The next day, Sunday, April 30, speaking at the “Regina Caeli,” Francis moderated somewhat the dismissive words he spoke on the plane against the Venezuelan opposition groups, practically blamed for being the ones who ruined the agreement.

He addressed “a heartfelt appeal to the government and to all the components of society that every further form of violence be avoided, human rights be respected, and negotiated solutions be sought for the grave humanitarian, social, political, and economic crisis that is devastating the population.” [More namby-pamby platitudinizing! He's been pope since 10 days after Chavez died, and what has he really done about it? How has Parolin helped in any way despite the fact that he was Nuncio to Venezuela before he became Bergoglio's Secretary of State? What does it say that the first Latin American pope has been so ineffectual and virtually unheeded in seeking to mediate a major national crisis in the continent's potentially richest nation where most of the people have been starving for years?... And BTW, he still said not a word about the stepped-up persecution against the Church in Venezuela! How do you explain that blatant omission?] But this correction has by no means calmed the waters.

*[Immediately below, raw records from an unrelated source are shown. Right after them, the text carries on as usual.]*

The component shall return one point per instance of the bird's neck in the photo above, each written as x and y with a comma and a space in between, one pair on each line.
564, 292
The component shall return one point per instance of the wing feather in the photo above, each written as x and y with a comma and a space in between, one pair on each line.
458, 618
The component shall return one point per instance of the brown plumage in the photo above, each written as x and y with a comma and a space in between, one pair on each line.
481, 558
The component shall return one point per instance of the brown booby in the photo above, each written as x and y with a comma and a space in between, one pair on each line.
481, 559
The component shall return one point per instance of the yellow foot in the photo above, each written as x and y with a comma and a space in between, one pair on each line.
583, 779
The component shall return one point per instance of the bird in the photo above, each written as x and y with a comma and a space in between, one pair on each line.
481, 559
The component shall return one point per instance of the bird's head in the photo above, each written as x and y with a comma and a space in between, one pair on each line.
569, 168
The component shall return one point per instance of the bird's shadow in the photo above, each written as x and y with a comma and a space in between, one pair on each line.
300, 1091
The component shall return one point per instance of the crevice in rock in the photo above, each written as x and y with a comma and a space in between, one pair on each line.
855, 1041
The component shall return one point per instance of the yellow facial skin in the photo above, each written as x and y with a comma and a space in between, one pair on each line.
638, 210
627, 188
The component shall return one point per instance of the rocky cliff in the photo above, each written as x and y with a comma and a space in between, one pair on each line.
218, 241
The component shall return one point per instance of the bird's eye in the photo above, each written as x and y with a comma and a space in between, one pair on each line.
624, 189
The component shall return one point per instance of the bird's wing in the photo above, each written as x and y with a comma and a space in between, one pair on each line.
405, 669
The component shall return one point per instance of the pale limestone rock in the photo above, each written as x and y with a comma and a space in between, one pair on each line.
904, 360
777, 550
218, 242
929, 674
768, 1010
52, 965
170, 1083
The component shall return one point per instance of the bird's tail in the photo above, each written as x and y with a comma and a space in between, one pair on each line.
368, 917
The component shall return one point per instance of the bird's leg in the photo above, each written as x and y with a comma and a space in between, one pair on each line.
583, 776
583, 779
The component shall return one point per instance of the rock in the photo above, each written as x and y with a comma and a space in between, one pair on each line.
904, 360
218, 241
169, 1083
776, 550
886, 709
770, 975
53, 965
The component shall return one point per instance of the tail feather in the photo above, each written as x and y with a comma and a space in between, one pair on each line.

Twelve hours later, in fact, the opposition groups wrote a letter to the pope in which “not divided but unanimous” they said that they agree to the conditions set by Cardinal Parolin - unlike the government, which has always rejected them - and indicated free elections as the only way out of the crisis.

The fact is that between Pope Francis and the Venezuelan bishops, concerning the crisis that is ravaging the country, there is an abyss. The bishops stand with the population that is protesting against the dictatorship, and are respected and listened to as authoritative guides. While Bergoglio is judged on a par with Pontius Pilate, unforgivably reckless with Maduro and Chavism, in addition to being incomprehensibly reticent on the victims of the repression and on the aggression that is striking the Church itself.

It is a fracture analogous to the one produced in Bolivia, where President Evo Morales has his biggest critics in the bishops, and instead a tireless supporter in the pope. Or that which was seen during the pope’s journey to Cuba, where Francis did not conceal his admiration for the Castro brothers, while not dignifying the dissidents with so much as a word or a glance.

Many see the root of the pope’s behavior in his invincible populist sentiment, typically Latin American, brought to light once again in recent days by one of the leading scholars of the phenomenon, Professor Loris Zanatta of the University of Bologna, in a long essay in Il Foglio of May 8:

“Reality, Bergoglio repeats, is greater than ideas. And yet, seeing his silence on the social drama in Venezuela, or in the country that with Chávez had set itself up as a model of anti-liberalism by invoking the stereotypes dear to the pope, the thought arises that he too, like many, prefers his ideas to reality." [Yup, that's Bergoglio, alright, at his most hubristic I-alone-know-right manner!]